What, if anything, is wrong with the above quotes from the book?

The point of blog articles like this one is not to insult authors who have spent thousands of hours carefully constructing an accurate and helpful book, but instead to suggest that readers investigate when something stated does not exactly match what one believes to be true.  It could be that the author “took a long walk down a short pier”, or that the author is revealing accurate information which simply cannot be found through other resources (and may in the process be directly contradicting information sources you have used in the past).  If you do not investigate in such cases, you may lose an important opportunity to learn something that could prove to be extremely valuable.
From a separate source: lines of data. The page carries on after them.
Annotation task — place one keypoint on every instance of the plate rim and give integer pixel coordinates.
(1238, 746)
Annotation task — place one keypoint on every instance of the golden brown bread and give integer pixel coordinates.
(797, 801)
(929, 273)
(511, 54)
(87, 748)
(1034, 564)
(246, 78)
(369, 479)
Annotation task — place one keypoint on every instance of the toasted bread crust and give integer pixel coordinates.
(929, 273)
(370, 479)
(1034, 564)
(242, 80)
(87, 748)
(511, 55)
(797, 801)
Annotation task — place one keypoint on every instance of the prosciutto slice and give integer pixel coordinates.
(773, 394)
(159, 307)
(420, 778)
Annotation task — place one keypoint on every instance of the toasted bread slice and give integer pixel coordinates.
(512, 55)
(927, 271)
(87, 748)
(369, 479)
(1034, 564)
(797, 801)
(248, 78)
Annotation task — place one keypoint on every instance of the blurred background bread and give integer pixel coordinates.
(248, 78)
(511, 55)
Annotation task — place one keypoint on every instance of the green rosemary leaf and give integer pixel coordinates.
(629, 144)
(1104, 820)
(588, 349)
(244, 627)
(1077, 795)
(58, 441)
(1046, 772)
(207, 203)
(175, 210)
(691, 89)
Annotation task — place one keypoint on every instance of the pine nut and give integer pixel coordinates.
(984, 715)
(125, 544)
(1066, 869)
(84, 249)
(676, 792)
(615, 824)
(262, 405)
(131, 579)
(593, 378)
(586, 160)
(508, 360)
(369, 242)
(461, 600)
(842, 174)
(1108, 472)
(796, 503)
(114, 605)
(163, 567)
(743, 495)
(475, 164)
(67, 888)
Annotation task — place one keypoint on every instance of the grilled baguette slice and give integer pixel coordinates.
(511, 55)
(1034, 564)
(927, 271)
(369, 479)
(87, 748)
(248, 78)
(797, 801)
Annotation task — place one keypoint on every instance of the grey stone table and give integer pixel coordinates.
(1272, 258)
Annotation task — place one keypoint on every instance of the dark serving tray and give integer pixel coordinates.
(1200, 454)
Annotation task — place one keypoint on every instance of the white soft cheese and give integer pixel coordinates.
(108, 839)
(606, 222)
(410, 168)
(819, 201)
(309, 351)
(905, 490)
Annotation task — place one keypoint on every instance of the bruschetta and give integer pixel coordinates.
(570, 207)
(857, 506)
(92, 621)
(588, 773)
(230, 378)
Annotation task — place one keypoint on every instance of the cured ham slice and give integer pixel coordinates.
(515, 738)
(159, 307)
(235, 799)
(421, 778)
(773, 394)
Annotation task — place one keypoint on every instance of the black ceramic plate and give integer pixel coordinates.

A Google search found similar information here:



12 responses

2 12 2010
Radoslav Golian

I would never ever buy or read a book from Mr. “E”. I’ve read many discussions with “E” and I can’t believe such person can exist.
He has no self-reflection, he doesn’t learn from his mistakes and misunderstandings (Only stupid person doesn’t do that), and so on..
How did you managed to read such crappy book?
Anyway you did a great service to potential buyers by that review on amazon, I hope nobody else will buy it.

(Edited December 2, 2010 CH: caught by the spam filter)

2 12 2010
Charles Hooper

HI Radoslav,

Sorry for having to edit your comment – the Akismet spam filter prevent it from being posted. I would like to keep the material on this blog as technical content oriented as possible, specifically analyzing what is written, rather than analyzing the person who wrote the material.

I would like to clarify that my review on the Amazon site is not intended to suggest that people should not buy the book. As the publisher’s website states that the book is written for senior Oracle DBAs, I suggest that senior DBAs, Oracle Certified Masters, and other people who are able to research the book’s contents *should* buy the book and post reviews of the book that highlight specific content of the book indicating whether or not that content is correctly stated. Such feedback will be a benefit to the Oracle community, and could help to improve Oracle Database books that are published in the future. I think that we need to keep a positive outlook in order to see things improve.

3 12 2010
Radoslav Golian

I should choose my words more carefully..
Yes, I agree senior DBAs, OCMs and others Oracle experts who are able to research the book’s contents (and love quizzes) could provide a feedback which would be a great benefit to community. There is nothing better than learning from others errors and failures. In this case the community would learn a lot :).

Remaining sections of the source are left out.